How Computer Vision Is Making Mining Safer

How Computer Vision Is Making Mining Safer – Detecting Hazards from Aerial Drones

aerial photography of dump trucks, These, courtesy of my brother.

The use of aerial drones holds immense potential for improving safety conditions in mining operations through aerial hazard detection. As remote-controlled flying vehicles equipped with cameras and sensors, drones allow inspecting vast areas in a short period of time without endangering human workers. Several mining companies have already started utilizing this innovative technology.
Astral Mining is one such company that has witnessed firsthand the benefits of drone deployment at its gold mining sites in Western Australia. As the company’s Drone Safety Coordinator, Muhammad Ali led the initial pilots in hazard detection and surveillance. He recalls the immense challenge of manually scouring the sprawling minefields. “Our sites cover thousands of hectares of rugged terrain. Doing comprehensive safety checks on foot took weeks and still missed issues buried underneath. With drones, we can map entire sites daily and automatically flag any anomalies.”

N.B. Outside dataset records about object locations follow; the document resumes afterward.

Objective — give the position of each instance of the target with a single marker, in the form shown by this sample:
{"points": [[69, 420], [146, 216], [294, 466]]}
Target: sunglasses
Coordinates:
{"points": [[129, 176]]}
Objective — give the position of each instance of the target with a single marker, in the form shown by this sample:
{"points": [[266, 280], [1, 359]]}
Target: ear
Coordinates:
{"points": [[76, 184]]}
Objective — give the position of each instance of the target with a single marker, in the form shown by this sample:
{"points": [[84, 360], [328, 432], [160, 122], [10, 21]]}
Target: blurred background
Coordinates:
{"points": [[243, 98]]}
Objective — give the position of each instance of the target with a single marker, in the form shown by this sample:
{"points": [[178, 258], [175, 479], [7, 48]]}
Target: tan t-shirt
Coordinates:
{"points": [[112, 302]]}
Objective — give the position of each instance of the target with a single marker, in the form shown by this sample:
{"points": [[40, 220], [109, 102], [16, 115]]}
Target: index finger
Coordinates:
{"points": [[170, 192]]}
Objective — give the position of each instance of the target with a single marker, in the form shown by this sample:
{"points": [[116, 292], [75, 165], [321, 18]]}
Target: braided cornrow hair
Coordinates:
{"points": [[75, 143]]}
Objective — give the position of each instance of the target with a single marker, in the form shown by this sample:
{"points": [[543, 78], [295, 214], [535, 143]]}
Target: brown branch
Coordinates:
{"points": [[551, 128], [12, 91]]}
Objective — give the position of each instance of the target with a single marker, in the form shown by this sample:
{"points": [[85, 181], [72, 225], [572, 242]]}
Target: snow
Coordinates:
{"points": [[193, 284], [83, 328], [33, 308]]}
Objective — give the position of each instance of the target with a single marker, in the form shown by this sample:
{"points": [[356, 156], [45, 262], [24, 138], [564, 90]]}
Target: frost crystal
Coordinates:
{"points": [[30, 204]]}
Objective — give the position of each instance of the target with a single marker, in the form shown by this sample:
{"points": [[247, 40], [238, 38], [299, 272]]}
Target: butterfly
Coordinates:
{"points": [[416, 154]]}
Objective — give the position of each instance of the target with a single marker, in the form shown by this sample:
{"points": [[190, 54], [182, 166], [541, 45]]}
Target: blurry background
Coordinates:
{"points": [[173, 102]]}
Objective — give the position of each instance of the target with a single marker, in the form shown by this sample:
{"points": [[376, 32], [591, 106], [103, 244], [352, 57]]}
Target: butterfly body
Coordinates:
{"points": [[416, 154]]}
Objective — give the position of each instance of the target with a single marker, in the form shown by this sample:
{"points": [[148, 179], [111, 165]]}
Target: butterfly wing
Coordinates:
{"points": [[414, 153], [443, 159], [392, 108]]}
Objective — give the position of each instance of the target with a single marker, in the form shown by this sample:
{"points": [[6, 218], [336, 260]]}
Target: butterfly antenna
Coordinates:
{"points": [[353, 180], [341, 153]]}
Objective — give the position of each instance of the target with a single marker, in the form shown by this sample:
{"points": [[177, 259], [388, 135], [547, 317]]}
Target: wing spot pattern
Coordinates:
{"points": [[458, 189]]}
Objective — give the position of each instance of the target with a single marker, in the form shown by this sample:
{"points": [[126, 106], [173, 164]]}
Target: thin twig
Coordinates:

When Astral first started conducting aerial drone sweeps, the findings were sobering. Within a few hours of flying over areas that had seen no inspection for months, the drones detected over a dozen subsurface pits on the verge of collapse and several previously hidden methane pockets. Such invisible threats could have easily caused cave-ins or explosions endangering workers. “The level of risk we were unaware of was shocking,” Ali notes. Since incorporating routine aerial surveillance, there have been no safety incidents at Astral’s mines, highlighting drones’ potential for averting disaster.
Other mining firms have noted similar success integrating drones. At Brazilian miner Vale’s Carajas iron ore site, inspections that previously took over a month are now performed regularly within hours using drones. Their thermal imaging and 3D mapping capabilities have detected fatigue cracks in equipment and unstable rock formations imperceptible to the human eye. Canadian diamond mining company De Beers credits drones with identifying legacy mine shafts and ground fissures that saved teams from triggering dangerous collapses during earthworks. As these examples show, drones can revolutionize mining hazards detection through their birds-eye view and advanced scanning abilities unattainable by traditional methods.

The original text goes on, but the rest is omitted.